Aber zumindest gibt es ja extra viel paramilitärische Polizei und dazu noch Militär vor Ort, deren Kontigente gut aufgestockt wurden nach den 2008 Protesten gegen Han-chinesische Unterdrückung im ganzen tibetischen Siedlungsraum in den 5 Provinzen des Tibetischen Plateaus.
Und jeder Einwohner in Jyekundo / Yushu, sofern nicht neuzugezogener Chinese - einschliesslich Hui [Chin. Moslems] wird jedem Besucher versichern, dass er/sie Tibeter ist und nicht "qinghai ren" / "Qinghaier". Mongolen sind hier traditionell nicht angesiedelt, die finden sich fast 1000km nordöstlich im Nordosten Qinghai's.
Zu JakWi's aufschlussreichem Beitrag ist hinzuzufügen, dass Jyekundo, schon immer mehr Teil des Kulturaums von Kham war und nicht Amdo.

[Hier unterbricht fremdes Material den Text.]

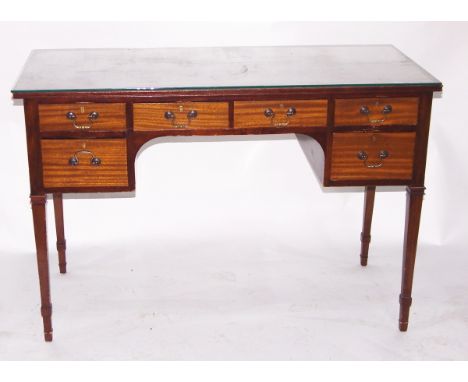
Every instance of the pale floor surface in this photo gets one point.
(242, 299)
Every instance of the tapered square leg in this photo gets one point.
(367, 222)
(414, 198)
(38, 203)
(60, 230)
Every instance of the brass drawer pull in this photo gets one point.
(362, 155)
(95, 161)
(169, 115)
(269, 113)
(387, 109)
(91, 117)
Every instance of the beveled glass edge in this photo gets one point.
(109, 90)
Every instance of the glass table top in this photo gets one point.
(55, 70)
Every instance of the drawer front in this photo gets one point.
(376, 111)
(84, 162)
(180, 116)
(82, 117)
(282, 113)
(364, 156)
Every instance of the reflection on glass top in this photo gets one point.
(223, 67)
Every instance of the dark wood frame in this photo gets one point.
(135, 140)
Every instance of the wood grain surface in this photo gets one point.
(404, 111)
(308, 113)
(57, 172)
(151, 116)
(345, 165)
(53, 117)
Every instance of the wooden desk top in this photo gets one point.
(104, 70)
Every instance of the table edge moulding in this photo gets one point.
(88, 112)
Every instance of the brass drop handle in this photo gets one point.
(169, 115)
(291, 111)
(269, 113)
(91, 117)
(387, 109)
(362, 155)
(74, 161)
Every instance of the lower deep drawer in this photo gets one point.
(84, 163)
(372, 156)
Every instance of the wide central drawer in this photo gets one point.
(84, 162)
(180, 116)
(280, 113)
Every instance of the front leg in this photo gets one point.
(38, 203)
(414, 198)
(59, 229)
(367, 222)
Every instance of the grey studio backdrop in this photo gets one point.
(231, 249)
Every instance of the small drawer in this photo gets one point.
(82, 117)
(84, 162)
(372, 156)
(376, 111)
(282, 113)
(180, 116)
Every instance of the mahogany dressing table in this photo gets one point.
(88, 112)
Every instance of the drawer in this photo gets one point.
(82, 116)
(282, 113)
(366, 155)
(376, 111)
(180, 115)
(84, 162)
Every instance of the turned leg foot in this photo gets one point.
(367, 222)
(38, 203)
(59, 228)
(414, 198)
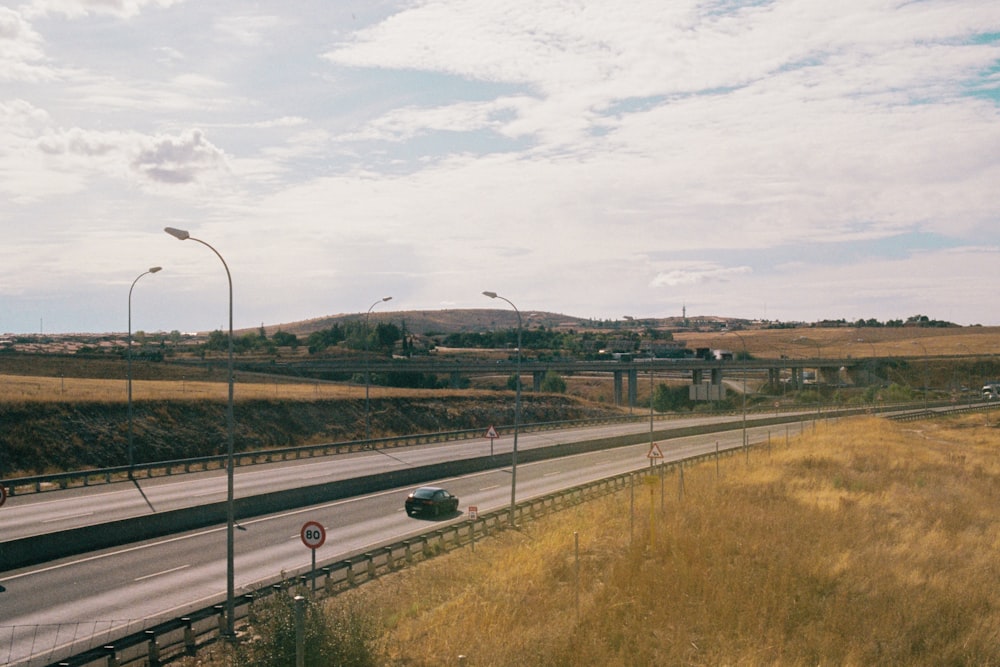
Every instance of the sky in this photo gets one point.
(785, 160)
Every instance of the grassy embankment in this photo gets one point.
(65, 413)
(865, 542)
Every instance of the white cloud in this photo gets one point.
(593, 158)
(79, 8)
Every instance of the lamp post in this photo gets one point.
(744, 343)
(926, 374)
(128, 372)
(819, 370)
(517, 405)
(367, 375)
(872, 366)
(183, 235)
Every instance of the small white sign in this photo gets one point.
(313, 534)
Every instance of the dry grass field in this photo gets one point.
(843, 342)
(864, 542)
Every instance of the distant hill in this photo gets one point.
(443, 321)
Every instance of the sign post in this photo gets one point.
(313, 535)
(654, 454)
(491, 433)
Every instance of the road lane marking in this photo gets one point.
(160, 574)
(66, 518)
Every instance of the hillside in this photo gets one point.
(42, 437)
(440, 321)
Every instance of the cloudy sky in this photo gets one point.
(783, 159)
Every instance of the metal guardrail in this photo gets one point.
(182, 636)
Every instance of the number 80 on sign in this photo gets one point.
(313, 534)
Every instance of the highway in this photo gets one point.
(35, 514)
(60, 608)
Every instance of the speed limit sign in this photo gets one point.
(313, 534)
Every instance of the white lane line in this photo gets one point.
(66, 518)
(160, 574)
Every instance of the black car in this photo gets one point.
(432, 500)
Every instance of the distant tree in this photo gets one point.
(670, 399)
(285, 339)
(553, 383)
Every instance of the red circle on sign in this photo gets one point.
(313, 534)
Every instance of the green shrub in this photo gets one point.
(338, 633)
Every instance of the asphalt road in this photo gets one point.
(63, 607)
(34, 514)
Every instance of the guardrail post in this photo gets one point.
(189, 644)
(153, 649)
(221, 610)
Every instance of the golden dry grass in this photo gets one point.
(863, 543)
(843, 342)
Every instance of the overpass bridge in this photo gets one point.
(706, 375)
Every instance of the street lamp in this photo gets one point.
(128, 372)
(745, 443)
(367, 376)
(819, 370)
(873, 366)
(517, 404)
(183, 235)
(926, 371)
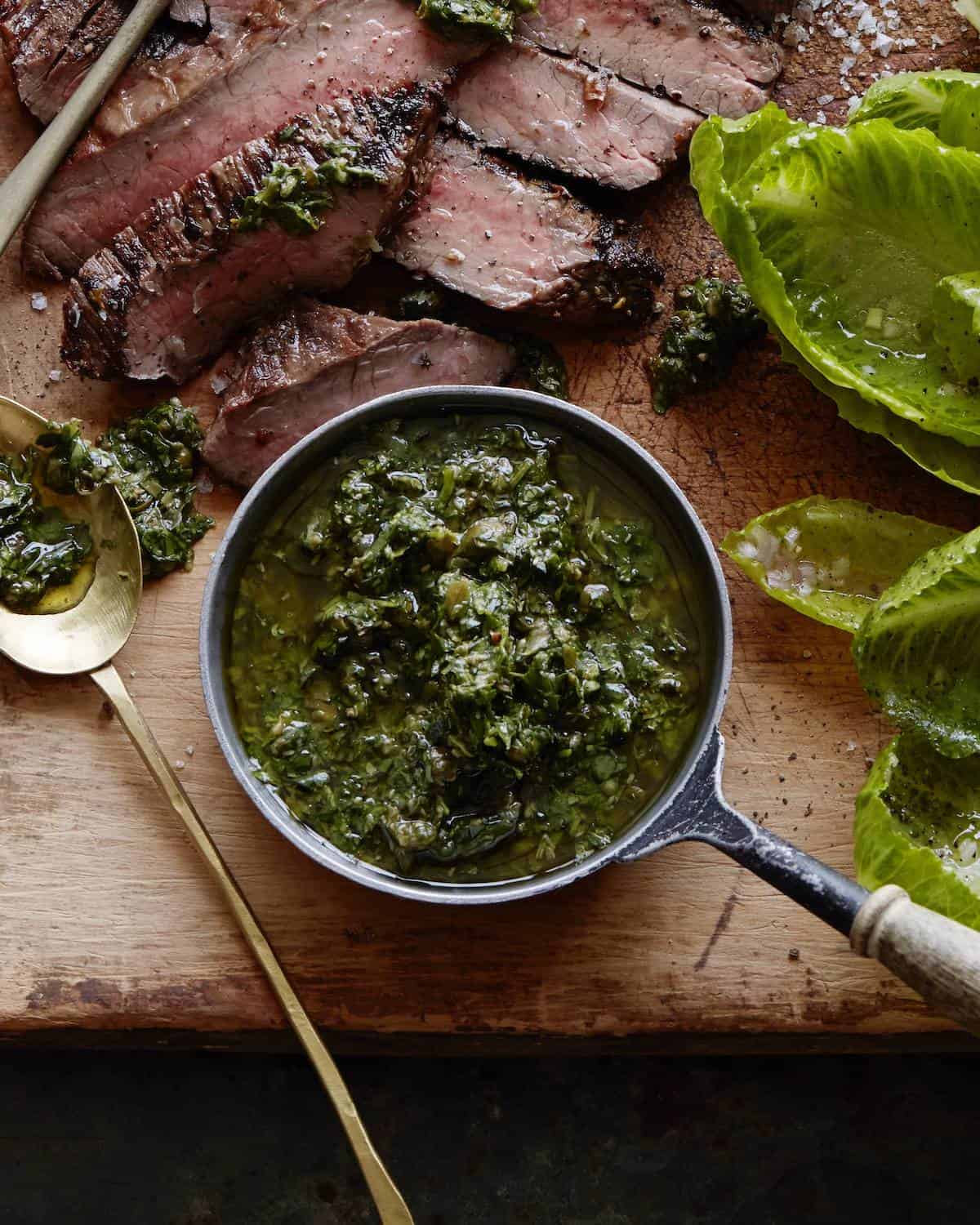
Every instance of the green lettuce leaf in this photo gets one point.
(842, 237)
(831, 559)
(942, 457)
(918, 825)
(918, 649)
(942, 102)
(956, 304)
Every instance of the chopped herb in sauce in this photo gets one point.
(428, 301)
(474, 19)
(715, 320)
(149, 457)
(39, 548)
(296, 196)
(541, 367)
(461, 656)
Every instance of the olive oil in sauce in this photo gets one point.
(463, 652)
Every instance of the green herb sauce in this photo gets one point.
(149, 458)
(715, 320)
(42, 551)
(47, 556)
(474, 19)
(460, 656)
(296, 198)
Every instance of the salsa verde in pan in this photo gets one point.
(458, 653)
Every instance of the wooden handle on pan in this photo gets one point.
(938, 957)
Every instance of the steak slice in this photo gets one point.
(695, 54)
(521, 244)
(315, 362)
(238, 92)
(172, 288)
(51, 44)
(564, 115)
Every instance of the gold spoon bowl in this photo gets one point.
(85, 639)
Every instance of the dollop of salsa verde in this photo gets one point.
(458, 654)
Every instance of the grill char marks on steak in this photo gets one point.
(51, 44)
(146, 152)
(315, 362)
(171, 289)
(521, 244)
(564, 115)
(695, 54)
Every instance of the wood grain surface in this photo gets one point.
(108, 923)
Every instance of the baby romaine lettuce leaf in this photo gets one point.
(941, 102)
(831, 559)
(956, 304)
(916, 651)
(942, 457)
(840, 235)
(918, 825)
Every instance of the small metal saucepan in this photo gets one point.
(938, 957)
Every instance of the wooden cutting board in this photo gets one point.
(108, 924)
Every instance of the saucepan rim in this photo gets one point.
(293, 467)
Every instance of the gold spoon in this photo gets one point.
(86, 636)
(83, 639)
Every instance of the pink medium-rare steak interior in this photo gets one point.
(315, 362)
(561, 114)
(695, 54)
(517, 243)
(325, 56)
(172, 288)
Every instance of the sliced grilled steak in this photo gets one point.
(171, 289)
(693, 53)
(46, 46)
(521, 244)
(51, 44)
(332, 48)
(564, 115)
(316, 362)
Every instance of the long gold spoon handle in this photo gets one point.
(390, 1203)
(27, 179)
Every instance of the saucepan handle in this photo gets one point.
(938, 957)
(933, 955)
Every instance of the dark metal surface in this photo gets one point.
(691, 808)
(203, 1139)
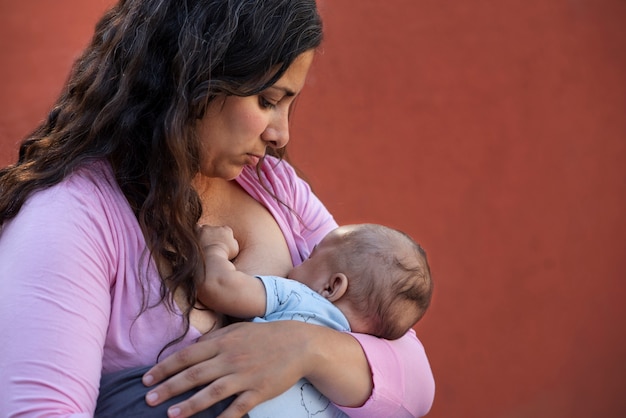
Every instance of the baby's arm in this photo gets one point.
(224, 288)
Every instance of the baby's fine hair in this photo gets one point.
(391, 290)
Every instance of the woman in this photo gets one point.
(173, 116)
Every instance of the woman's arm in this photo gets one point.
(55, 308)
(284, 351)
(403, 381)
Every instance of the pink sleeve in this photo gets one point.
(403, 381)
(54, 312)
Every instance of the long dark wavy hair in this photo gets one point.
(134, 98)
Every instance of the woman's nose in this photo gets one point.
(277, 132)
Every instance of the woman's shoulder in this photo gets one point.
(87, 200)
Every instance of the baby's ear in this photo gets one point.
(336, 287)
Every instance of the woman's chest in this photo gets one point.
(262, 245)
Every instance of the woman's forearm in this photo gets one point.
(338, 367)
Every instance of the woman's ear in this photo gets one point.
(336, 287)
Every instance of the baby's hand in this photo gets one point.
(218, 238)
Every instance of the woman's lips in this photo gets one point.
(253, 160)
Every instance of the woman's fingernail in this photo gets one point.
(148, 379)
(152, 397)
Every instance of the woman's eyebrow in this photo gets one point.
(288, 92)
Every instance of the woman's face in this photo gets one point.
(236, 131)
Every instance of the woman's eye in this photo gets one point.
(265, 104)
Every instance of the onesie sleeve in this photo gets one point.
(54, 285)
(403, 380)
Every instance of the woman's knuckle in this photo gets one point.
(218, 391)
(193, 375)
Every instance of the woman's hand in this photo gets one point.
(257, 362)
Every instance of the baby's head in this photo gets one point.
(378, 276)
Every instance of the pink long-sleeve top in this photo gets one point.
(72, 269)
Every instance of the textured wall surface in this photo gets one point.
(493, 131)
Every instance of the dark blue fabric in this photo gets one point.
(122, 395)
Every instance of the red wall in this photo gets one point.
(494, 132)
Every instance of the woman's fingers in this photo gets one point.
(212, 394)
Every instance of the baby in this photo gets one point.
(364, 278)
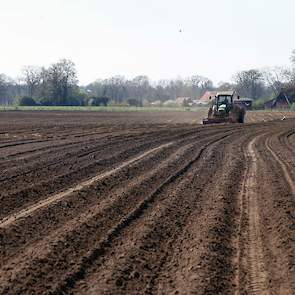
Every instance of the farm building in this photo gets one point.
(284, 99)
(184, 101)
(207, 95)
(246, 103)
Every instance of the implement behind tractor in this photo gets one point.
(223, 110)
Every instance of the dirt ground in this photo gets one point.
(146, 203)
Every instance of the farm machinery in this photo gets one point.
(224, 110)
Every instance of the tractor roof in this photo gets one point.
(230, 93)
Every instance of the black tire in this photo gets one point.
(241, 117)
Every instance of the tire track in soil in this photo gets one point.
(57, 197)
(283, 166)
(252, 264)
(105, 243)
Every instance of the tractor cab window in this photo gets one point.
(223, 99)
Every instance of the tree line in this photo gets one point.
(57, 85)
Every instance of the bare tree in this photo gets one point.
(32, 78)
(250, 83)
(276, 77)
(62, 79)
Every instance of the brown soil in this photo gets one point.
(145, 203)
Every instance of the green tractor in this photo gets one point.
(224, 110)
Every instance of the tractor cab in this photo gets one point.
(223, 110)
(222, 104)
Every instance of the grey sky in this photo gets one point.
(109, 37)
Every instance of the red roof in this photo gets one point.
(207, 94)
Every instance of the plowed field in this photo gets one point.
(146, 203)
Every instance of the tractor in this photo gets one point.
(224, 110)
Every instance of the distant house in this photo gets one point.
(206, 96)
(184, 101)
(284, 99)
(244, 102)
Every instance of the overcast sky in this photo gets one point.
(131, 37)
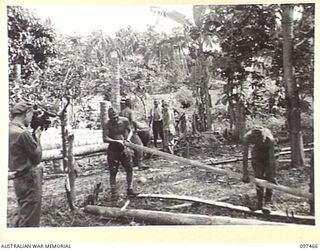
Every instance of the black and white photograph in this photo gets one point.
(160, 115)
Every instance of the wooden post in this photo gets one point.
(229, 173)
(71, 173)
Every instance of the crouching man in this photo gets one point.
(115, 132)
(263, 162)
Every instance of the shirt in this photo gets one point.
(156, 113)
(168, 121)
(24, 151)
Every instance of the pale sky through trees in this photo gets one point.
(82, 20)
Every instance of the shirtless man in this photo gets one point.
(263, 161)
(115, 132)
(128, 113)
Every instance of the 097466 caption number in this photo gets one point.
(313, 246)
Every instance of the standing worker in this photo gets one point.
(115, 132)
(168, 127)
(263, 162)
(25, 154)
(156, 121)
(128, 113)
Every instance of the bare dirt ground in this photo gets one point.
(162, 177)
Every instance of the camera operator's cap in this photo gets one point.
(165, 103)
(112, 113)
(21, 107)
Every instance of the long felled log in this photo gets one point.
(56, 154)
(263, 183)
(166, 218)
(273, 215)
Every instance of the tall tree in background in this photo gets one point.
(30, 44)
(292, 92)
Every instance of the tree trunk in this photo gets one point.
(292, 92)
(166, 218)
(115, 84)
(237, 119)
(63, 120)
(71, 173)
(310, 220)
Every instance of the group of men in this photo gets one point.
(25, 154)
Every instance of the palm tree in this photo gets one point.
(293, 102)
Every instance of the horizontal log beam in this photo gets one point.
(229, 173)
(167, 218)
(310, 220)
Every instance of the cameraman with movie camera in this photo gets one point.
(25, 154)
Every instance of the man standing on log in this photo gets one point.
(263, 161)
(25, 154)
(156, 121)
(168, 127)
(115, 132)
(128, 113)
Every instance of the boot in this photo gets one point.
(114, 195)
(130, 192)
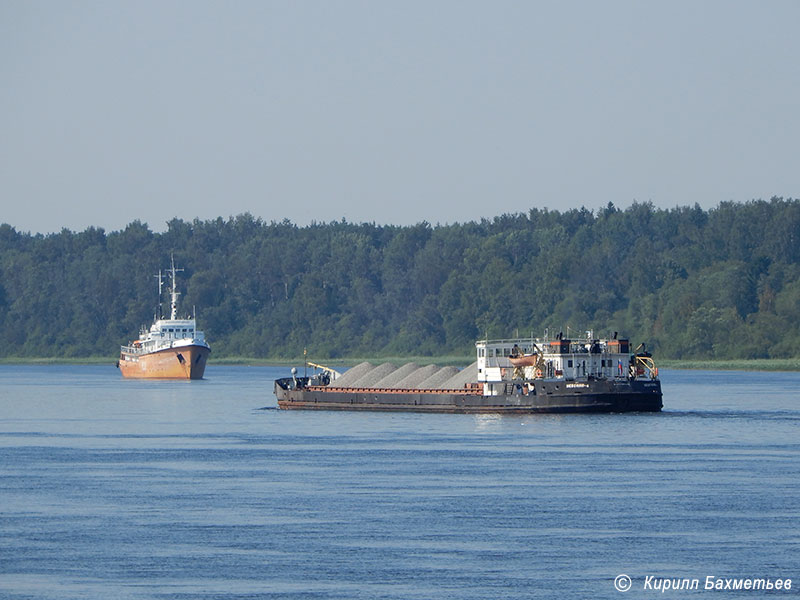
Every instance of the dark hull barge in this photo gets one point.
(508, 377)
(596, 397)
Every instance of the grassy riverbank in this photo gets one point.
(770, 364)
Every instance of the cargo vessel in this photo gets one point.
(171, 348)
(513, 376)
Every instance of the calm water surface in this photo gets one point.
(111, 488)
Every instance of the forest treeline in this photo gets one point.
(722, 283)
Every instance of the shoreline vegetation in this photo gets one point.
(766, 364)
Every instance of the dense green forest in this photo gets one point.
(722, 283)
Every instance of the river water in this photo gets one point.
(113, 488)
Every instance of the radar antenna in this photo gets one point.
(174, 293)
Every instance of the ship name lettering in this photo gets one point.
(719, 583)
(653, 583)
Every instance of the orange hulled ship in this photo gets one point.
(171, 349)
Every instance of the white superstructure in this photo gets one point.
(167, 333)
(560, 359)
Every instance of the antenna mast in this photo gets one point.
(174, 294)
(160, 278)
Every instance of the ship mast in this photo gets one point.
(174, 294)
(160, 278)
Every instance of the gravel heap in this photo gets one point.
(459, 380)
(438, 378)
(353, 374)
(392, 378)
(372, 377)
(413, 379)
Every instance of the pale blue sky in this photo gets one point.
(393, 112)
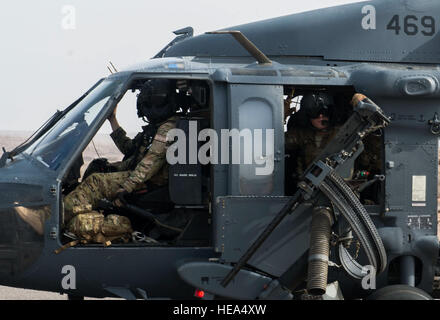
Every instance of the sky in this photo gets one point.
(52, 51)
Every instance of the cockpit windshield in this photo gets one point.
(51, 148)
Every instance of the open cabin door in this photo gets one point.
(255, 199)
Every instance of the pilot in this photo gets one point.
(156, 102)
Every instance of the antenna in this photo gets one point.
(247, 44)
(113, 66)
(114, 69)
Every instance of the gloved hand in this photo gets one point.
(357, 98)
(119, 200)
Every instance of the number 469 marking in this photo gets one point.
(411, 25)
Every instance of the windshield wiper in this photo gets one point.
(35, 136)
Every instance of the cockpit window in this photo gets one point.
(60, 140)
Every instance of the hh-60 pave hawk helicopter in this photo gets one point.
(249, 236)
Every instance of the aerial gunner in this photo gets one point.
(304, 141)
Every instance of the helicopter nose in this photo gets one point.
(21, 229)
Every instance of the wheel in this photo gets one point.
(399, 292)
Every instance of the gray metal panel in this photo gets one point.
(269, 96)
(336, 33)
(240, 220)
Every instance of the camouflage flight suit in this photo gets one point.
(152, 167)
(305, 144)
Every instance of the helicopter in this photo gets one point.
(247, 236)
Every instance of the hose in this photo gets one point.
(360, 211)
(341, 204)
(319, 251)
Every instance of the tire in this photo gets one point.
(399, 292)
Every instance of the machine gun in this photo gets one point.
(322, 176)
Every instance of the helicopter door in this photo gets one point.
(254, 200)
(257, 154)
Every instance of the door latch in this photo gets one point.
(435, 124)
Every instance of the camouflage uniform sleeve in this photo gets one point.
(153, 161)
(122, 142)
(291, 141)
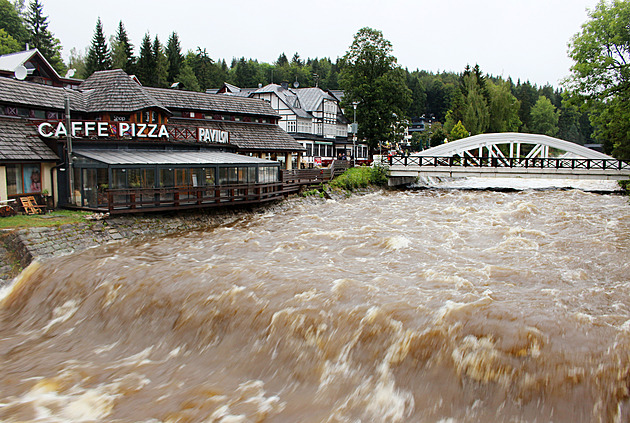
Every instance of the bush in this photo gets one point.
(360, 177)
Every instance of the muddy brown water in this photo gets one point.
(431, 306)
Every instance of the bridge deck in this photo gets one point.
(489, 167)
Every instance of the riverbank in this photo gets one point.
(20, 246)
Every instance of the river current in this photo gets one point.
(441, 305)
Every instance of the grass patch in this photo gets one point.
(56, 218)
(360, 177)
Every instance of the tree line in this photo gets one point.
(456, 104)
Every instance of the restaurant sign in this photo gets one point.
(102, 129)
(213, 135)
(118, 130)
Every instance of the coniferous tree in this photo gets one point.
(8, 44)
(12, 23)
(98, 56)
(187, 78)
(122, 51)
(161, 65)
(41, 38)
(174, 56)
(145, 70)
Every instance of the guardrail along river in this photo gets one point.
(418, 306)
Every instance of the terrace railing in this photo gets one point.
(179, 198)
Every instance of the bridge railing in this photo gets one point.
(511, 162)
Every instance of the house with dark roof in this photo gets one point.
(313, 117)
(30, 65)
(111, 144)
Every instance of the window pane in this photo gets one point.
(167, 178)
(32, 178)
(14, 179)
(119, 178)
(223, 180)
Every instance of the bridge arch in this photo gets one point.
(488, 145)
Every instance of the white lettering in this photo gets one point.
(122, 128)
(102, 128)
(76, 127)
(61, 130)
(41, 131)
(89, 127)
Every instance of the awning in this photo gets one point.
(133, 157)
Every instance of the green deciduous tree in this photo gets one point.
(122, 51)
(372, 78)
(41, 38)
(600, 76)
(544, 117)
(98, 56)
(475, 114)
(459, 131)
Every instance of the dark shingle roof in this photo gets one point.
(287, 96)
(251, 136)
(115, 91)
(37, 95)
(193, 101)
(19, 141)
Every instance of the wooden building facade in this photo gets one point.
(111, 144)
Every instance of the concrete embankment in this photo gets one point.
(18, 248)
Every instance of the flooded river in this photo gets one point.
(439, 305)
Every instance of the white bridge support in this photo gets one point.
(509, 155)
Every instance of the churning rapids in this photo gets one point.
(419, 306)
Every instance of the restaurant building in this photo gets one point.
(110, 144)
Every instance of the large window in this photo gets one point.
(267, 174)
(24, 178)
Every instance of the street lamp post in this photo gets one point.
(354, 134)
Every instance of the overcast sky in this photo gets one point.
(524, 39)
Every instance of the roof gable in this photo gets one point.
(36, 66)
(115, 91)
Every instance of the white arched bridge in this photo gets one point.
(508, 155)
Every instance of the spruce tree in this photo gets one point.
(122, 51)
(41, 38)
(174, 56)
(161, 65)
(12, 23)
(145, 69)
(98, 57)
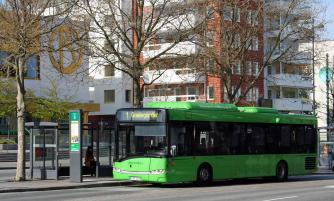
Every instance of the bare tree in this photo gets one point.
(232, 41)
(23, 24)
(131, 36)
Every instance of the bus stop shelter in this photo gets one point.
(49, 148)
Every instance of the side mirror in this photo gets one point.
(173, 150)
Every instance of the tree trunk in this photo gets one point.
(139, 96)
(20, 165)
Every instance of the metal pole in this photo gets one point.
(313, 67)
(327, 95)
(31, 153)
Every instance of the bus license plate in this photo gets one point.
(135, 179)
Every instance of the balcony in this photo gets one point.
(182, 48)
(188, 98)
(290, 80)
(292, 104)
(173, 76)
(176, 23)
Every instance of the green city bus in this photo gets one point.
(173, 142)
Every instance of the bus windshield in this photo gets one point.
(142, 140)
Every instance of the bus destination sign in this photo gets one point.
(138, 115)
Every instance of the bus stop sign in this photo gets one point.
(75, 146)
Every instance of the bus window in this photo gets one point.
(203, 139)
(310, 139)
(272, 139)
(181, 138)
(221, 136)
(285, 140)
(300, 138)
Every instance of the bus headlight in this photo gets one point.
(117, 169)
(158, 171)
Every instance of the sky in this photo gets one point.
(329, 17)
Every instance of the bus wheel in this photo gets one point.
(281, 172)
(204, 175)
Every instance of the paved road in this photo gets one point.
(304, 188)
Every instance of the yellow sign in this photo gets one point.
(65, 40)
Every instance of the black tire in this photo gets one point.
(281, 172)
(204, 175)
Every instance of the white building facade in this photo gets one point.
(288, 80)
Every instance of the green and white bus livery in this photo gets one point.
(173, 142)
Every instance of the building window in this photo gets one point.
(238, 93)
(109, 71)
(249, 67)
(236, 41)
(231, 13)
(209, 38)
(255, 68)
(269, 94)
(192, 93)
(252, 18)
(236, 67)
(210, 65)
(269, 70)
(227, 13)
(211, 92)
(109, 96)
(255, 44)
(128, 96)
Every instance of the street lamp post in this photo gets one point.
(313, 66)
(327, 95)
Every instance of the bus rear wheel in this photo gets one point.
(281, 172)
(204, 175)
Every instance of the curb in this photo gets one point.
(107, 184)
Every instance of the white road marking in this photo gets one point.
(281, 198)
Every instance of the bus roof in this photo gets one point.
(196, 111)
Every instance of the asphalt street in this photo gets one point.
(303, 188)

Interessant wie hier von "Jiegu" die Rede ist. Diese neuchinesische Ortsbezeichnung wird eigentlich nie verwendet, sondern nur noch Yushu.
Erdbeben werden in Zukunft vermehrt auftreten, denn das Herausreissen von Kohlenstoffen aus den Böden (Ölförderung) sowie die Abholzung von Wäldern führt zur Versprödung der Erdrinde. Als Folge davon treten Spannungen - auch in weniger Erdbeben gefährdeten Gebieten - immer häufiger auf - mit der Folge von Beben. Für mich völlig logisch - und wenn es dann im Tagestakt von Erdbeben zu berichten gibt, merkt vielleicht auch die sogenannte etablierte Wissenschaft, dass irgendwas nicht stimmt....
Der Mensch wird´s nie kapieren, dass die Natur erheblich stärker ist - und deshalb wird er wohl wegen seiner B.l-ö-d.heit unter Schlammlawinen beerdigt werden.
auf unterirdische Atomversuche?
Yushu oder Gyekundo (sKye-dgu-mdo), wie die Tibeter ihre Region selbst nennen, ist kein Tibet-Grenzgebiet, wie die SZ fälschlich abschreibt. Es liegt Mitten in Tibet. Im Umkreis von Hunderten von Kilometern wird Tibetisch gesprochen. Als ich vor 13 Jahren dort war, waren die einzigen Chinesen vor Ort Soldaten und Polizisten. Heute, durch das Umsiedelungsprogramm der chin. Regierung, wohnen dort auch viele chinesische Zivilisten. Gyekundo war immer an der Grenze zwischen den zwei tibetischen Regionen von Amdo (A-mdo) und Zentraltibet (Ü-Tsang; dbUs-gtsang). Amdo ist unter chinesischer Herrschaft in Qinghai aufgegangen. Was die Chinesen heute als Tibet ("Autonome" Region Tibet) bezeichnen, ist nur der kleinere Teil des tibetischen Kulturraums. Der größere Teil Tibets wurde in andere Provinzen verwandelt, bzw integriert: Qinghai, Gansu, Sichuan und Yunnan. divide et impera!